Gecekondu kahvehanelerinde gazete okuyanları gıdıklayıp para kazanma amacına yönelik bu histeri fırtınası, hükümete köpeklik etmek amacına dönünce histeri de elbette siyasi bir kimlik kazanır.

'17 Aralık yaygarasını' herhalde izlediniz.

Brüksel'den çıkan önemli sonuçlardan biri de Engin Ardıç'ın ahmak olduğunun tescil edilmesiydi...

Çünkü Ardıç, müzakerelere başlama kararının çıkacağını bilememiş, bunun bizim istediğimiz gibi 2005 yılının ilkbaharı değil sonbaharı olacağını görememişti. Üstelik 'adamlar Güney Kıbrıs'ı tanımamızı şart koşacaklar' lafını poposundan uydurmuştu.

Yoktu böyle bir şey! Dünya durdukça durası başbakanımız sert çıkışlar yapıyor, ödün vermeyeceğini ısrarla belirtiyor, gavurun ümüğünü iman gücüyle sıkıp kefereyi ıhtırıyor ve meseleyi bitiriyordu!

Bunu böyle satarsak, basın da şirin görünürdü başbakanın gözüne.

Aynı başbakan, arkadaşı Berlusconi'nin belki de bilerek ağzından kaçırdığına göre 'tanıyacağız, bize biraz zaman verin' demiş.

Bu işlerden hiç mi hiç anlamayan ve münevver bile olmayan Engin Ardıç da size bazı saçmalıklarını yeniden aktarsın:

Bir yere girmiş değiliz. 'Müzakerelerin' ucu açıktır ve en erken 2014 yılında bitecektir.

Dolayısıyla girersek en erken 2015'te girebiliriz (bu 2025'e de sarkabilir, hiçbir güvencesi yok)...

Ayrıca son anda bile bizi reddetme haklarını saklı tutuyorlar.

Bunu politikacıları göze alamazsa, referanduma giderek kendi seçmenlerine, halklarına yaptırabilirler.

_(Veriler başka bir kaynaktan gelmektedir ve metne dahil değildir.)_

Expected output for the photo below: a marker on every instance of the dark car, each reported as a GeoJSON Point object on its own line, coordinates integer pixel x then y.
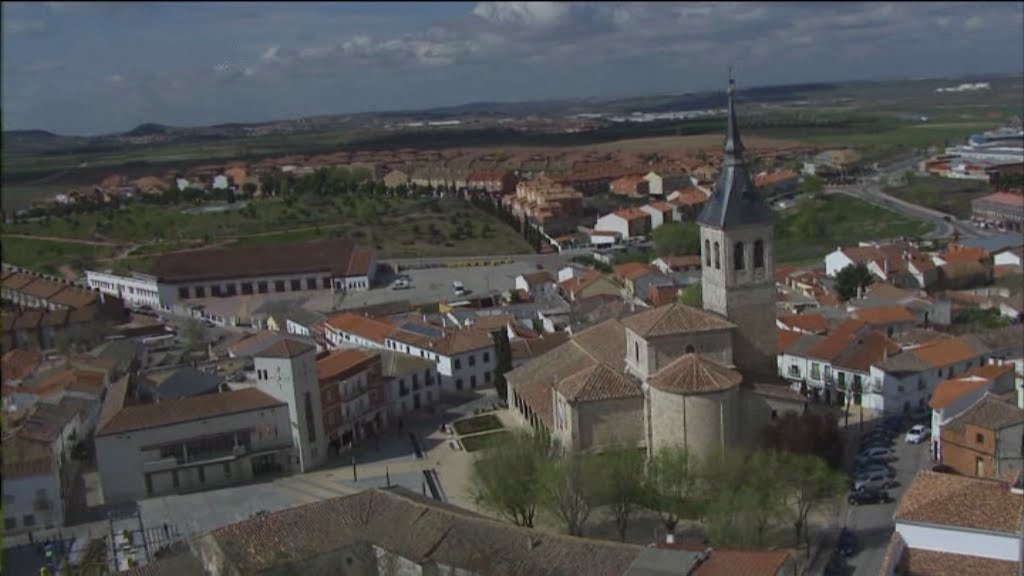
{"type": "Point", "coordinates": [868, 496]}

Bir tek ülke bile reddetse bu iş yatar.

Kıbrıs'tan ordumuzu çekmeden Avrupa Birliği'ne giremeyiz.

'Emeğin serbest dolaşım hakkını' bize tanımayacaklar, yani Almanya'da iş bulamayacaksınız. Bu tavizi çoktan verdik ama basının hükümete köpeklik eden kesimi bunu sizden ısrarla saklıyor.

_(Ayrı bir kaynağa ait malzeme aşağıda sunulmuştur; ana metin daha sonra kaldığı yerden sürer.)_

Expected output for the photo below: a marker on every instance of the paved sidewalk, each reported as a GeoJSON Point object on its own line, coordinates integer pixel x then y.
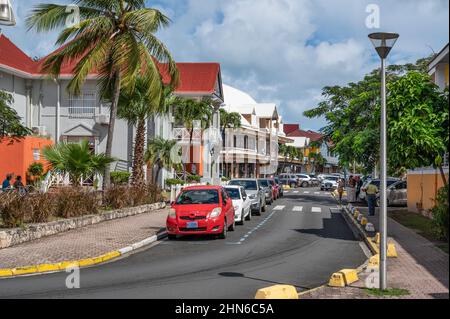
{"type": "Point", "coordinates": [421, 268]}
{"type": "Point", "coordinates": [86, 242]}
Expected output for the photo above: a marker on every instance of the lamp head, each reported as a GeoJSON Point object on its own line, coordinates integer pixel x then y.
{"type": "Point", "coordinates": [383, 42]}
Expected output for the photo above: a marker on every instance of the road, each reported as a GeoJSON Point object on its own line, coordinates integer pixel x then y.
{"type": "Point", "coordinates": [300, 240]}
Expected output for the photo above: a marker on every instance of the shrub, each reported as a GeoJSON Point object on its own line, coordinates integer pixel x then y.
{"type": "Point", "coordinates": [118, 197]}
{"type": "Point", "coordinates": [173, 182]}
{"type": "Point", "coordinates": [440, 214]}
{"type": "Point", "coordinates": [75, 202]}
{"type": "Point", "coordinates": [120, 178]}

Üstelik şimdi bir de 'gezginin bile serbest dolaşamama' tehlikesi ortaya çıktı, yani turist vizesi de kalkmayabilir!

'Tam üyelik' yerine 'imtiyazlı ortaklık' gibi fiyakalı bir terim ardında gizlenen 'ikinci, hatta üçüncü sınıf yan üyelik' ihtimali de, aba altından sopa gibi gösteriliyor ve yedekte tutuluyor.

Bu durumda girseniz ne olacak girmeseniz ne olacak yahu?

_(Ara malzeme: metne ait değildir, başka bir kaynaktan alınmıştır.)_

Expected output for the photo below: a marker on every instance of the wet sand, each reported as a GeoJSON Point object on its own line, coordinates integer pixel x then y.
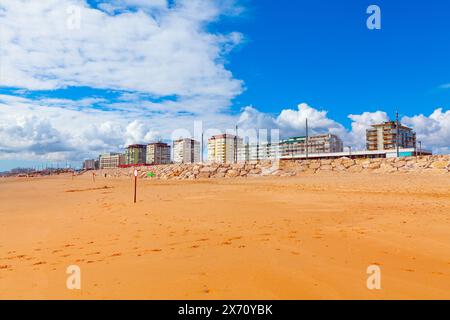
{"type": "Point", "coordinates": [309, 237]}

Bilemem. Benim asıl merak ettiğim şu: Müzakerelerin başlamasına daha tam dokuz buçuk ay var! Yarattığınız bu histeri krizini yorulmadan, usanmadan ve aynı ivmeyi koruyarak nasıl sürdürebileceksiniz acaba, görelim bakalım.

Ondan sonra da müzakerelerin bitmesine tam dokuz yıl kalıyor ve müzakere de her gün aynı şiddette yapılmaz, ne yazacaksınız?

Tabii ki Fenerbahçe.

Son dakika notları

Karşılıklı varılan ve 'diplomatik inceliklerle' metinlere yansıtılan tavizler, temel gerçeği değiştirmiyor...

Bizim Güney Kıbrıs'ı 'tanımaz gibi yapıp dolaylı tanımamız', bunun zamana yayılması ve bunu 'karara paraf atarak' değil de 'sözle' söylemiş olmamız, Avrupa'nın dolaşım hakkımızı 'kalıcı olarak' değil de 'gerektiğinde' kısıtlayacak olması, 'imtiyazlı ortaklığın' Türkiye isterse gerçekleşmesi falan, ancak meslekten diplomatları ilgilendiren numaralardır.

İki taraf da yumuşamış ve görünürde 'bir orta yol' bulunmuştur, iki taraf da kendi kamuoylarına şirin görünecektir ama, dönüp yazıma baktım, tek kelimesini bile değiştirme gereği bulamadım!